Member of the European Parliament
- Constituency: Netherlands
- In office 14 July 2009 – 17 August 2011
- In office 1 December 2011 – 1 July 2014

Personal details
- Born: 12 September 1980 (age 45) Delft, Netherlands
- Party: Christian Democratic Appeal (-2006); Party for Freedom (2006–2011); Article 50 (2012–2014);
- Alma mater: Leiden University

= Daniël van der Stoep =

Dutch politician (born 1980)

Daniël Teunis van der Stoep (born 12 September 1980, Delft) is a Dutch politician who was a Member of the European Parliament (MEP) during two periods from July 2009 to August 2011 and from December 2011 to July 2014.

== Career ==
He was elected to the European Parliament for the Party for Freedom (PVV) at the 2009 election. He resigned as an MEP on 17 August 2011, having caused a car crash when drunken driving, and was replaced by Auke Zijlstra. He returned to the European Parliament on 14 December 2011, after the Treaty of Lisbon expanded the Parliament by eighteen MEPs.
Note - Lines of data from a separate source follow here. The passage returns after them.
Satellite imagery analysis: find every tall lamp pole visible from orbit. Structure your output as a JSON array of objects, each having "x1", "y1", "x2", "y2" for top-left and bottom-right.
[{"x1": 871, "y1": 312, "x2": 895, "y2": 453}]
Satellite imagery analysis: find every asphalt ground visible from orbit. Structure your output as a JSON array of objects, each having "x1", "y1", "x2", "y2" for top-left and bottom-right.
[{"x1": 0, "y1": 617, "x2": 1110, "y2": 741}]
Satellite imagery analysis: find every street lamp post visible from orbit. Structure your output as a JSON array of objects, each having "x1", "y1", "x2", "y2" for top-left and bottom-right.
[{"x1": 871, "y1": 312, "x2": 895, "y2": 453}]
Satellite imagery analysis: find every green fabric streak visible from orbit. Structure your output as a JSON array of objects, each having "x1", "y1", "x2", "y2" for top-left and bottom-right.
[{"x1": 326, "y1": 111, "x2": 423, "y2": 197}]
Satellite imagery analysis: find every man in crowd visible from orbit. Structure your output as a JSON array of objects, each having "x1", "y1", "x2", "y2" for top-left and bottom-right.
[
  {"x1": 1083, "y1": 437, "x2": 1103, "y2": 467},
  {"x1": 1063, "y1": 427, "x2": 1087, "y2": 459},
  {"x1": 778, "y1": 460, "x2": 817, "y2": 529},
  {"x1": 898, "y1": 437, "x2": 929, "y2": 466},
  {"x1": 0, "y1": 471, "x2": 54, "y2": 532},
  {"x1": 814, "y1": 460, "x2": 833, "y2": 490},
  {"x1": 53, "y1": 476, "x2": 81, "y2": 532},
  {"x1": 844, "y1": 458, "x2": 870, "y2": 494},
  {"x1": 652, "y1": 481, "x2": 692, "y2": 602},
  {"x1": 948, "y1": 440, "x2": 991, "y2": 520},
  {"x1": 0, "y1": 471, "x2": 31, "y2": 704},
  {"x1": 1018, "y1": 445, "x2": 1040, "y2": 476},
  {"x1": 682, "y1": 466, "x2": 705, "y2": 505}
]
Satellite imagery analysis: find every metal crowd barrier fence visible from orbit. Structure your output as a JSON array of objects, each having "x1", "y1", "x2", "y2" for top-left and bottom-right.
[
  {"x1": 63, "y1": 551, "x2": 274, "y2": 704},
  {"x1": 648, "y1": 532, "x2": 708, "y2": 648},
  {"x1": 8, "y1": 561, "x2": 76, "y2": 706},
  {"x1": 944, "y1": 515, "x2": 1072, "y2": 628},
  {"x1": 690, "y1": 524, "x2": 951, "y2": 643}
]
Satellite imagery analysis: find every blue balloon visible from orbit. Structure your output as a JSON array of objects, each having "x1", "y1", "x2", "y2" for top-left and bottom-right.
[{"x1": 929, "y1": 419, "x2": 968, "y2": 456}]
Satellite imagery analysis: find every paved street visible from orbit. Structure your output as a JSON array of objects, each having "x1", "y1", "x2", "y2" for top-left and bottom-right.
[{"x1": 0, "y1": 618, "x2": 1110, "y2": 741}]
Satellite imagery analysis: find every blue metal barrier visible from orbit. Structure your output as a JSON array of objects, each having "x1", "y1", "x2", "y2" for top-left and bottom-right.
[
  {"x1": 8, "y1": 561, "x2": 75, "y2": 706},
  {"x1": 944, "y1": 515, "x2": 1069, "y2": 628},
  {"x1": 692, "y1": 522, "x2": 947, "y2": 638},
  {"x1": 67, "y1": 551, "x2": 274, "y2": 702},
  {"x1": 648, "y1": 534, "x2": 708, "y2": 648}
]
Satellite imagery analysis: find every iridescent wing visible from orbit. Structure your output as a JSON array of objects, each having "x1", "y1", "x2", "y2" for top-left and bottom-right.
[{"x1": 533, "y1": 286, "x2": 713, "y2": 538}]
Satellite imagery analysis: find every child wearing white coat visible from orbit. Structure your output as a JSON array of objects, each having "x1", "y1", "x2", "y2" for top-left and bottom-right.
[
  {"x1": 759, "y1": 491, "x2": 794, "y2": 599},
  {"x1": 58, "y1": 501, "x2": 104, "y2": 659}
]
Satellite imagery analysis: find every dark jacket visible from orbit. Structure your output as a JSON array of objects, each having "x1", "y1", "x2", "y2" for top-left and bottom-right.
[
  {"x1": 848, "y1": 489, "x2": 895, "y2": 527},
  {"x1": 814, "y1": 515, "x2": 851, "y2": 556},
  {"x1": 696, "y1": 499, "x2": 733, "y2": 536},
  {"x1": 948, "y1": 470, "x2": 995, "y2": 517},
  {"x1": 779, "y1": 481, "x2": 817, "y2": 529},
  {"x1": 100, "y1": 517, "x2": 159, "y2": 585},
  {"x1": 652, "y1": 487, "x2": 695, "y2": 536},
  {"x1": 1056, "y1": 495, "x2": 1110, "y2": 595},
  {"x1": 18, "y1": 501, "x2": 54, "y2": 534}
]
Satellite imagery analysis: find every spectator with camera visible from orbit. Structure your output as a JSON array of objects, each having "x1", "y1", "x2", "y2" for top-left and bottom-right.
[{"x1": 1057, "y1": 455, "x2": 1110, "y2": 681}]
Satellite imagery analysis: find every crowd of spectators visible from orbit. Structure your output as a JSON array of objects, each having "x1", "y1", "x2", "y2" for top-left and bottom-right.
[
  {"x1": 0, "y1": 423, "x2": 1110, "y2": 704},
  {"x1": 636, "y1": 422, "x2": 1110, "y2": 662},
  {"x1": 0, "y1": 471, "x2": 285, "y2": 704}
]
It was initially disputed Patricia van der Kammen should be elected. However, the PVV did not allow him to rejoin their delegation, and went on as an independent. In 2012, Van der Stoep founded his own party, Article 50, with the intention of participating in the 2014 European Parliament election. The name refers to Article 50 of the Treaty on European Union, of which the first sentence is "Any Member State may decide to withdraw from the Union in accordance with its own constitutional requirements." In the 2014 European Parliament elections the party did not earn a seat; it was merged with For the Netherlands after Van der Stoep's departure.

===Salary===

Daniël van der Stoep has been very public in regards to his salary and expenditures granted by the European Parliament. In a European Union documentary by Peter Vlemmix, he has reported his monthly salary to be 8000 Euros plus the allowance to request 300 euros daily without the need of explaining, other forms of benefits and expenditures are also included. In another YouTube video featuring Van der Stoep, he has explained and demonstrated the luxury and the expenses he and the other members of parliament enjoy. He has told that he would be willing to get a lower salary but has not undertook any measures to reject the benefits entitled to him by the European parliament, neither it looks like he presented any proposition in front of the parliament to pass any law demanding reducing EU members of parliament benefits.

== Conviction ==
On November 11, 2015, the Public Prosecutor's Office confirmed that Van der Stoep was suspected of at least three attempts at fornication with underage girls in the period from 2012 to early 2014. He allegedly offered money, cocaine, cigarettes, drinks, hotel stays and holidays, among other things, abusing his status as a Member of the European Parliament. On 24 November 2015, the Public Prosecution Service demanded five months' imprisonment (three of which was conditional) and a 240-hour community sentence before the court in The Hague. On December 8, Van der Stoep was sentenced in accordance with the requirement. In August 2018, on appeal, the unconditional prison sentence was converted into 3 months probation.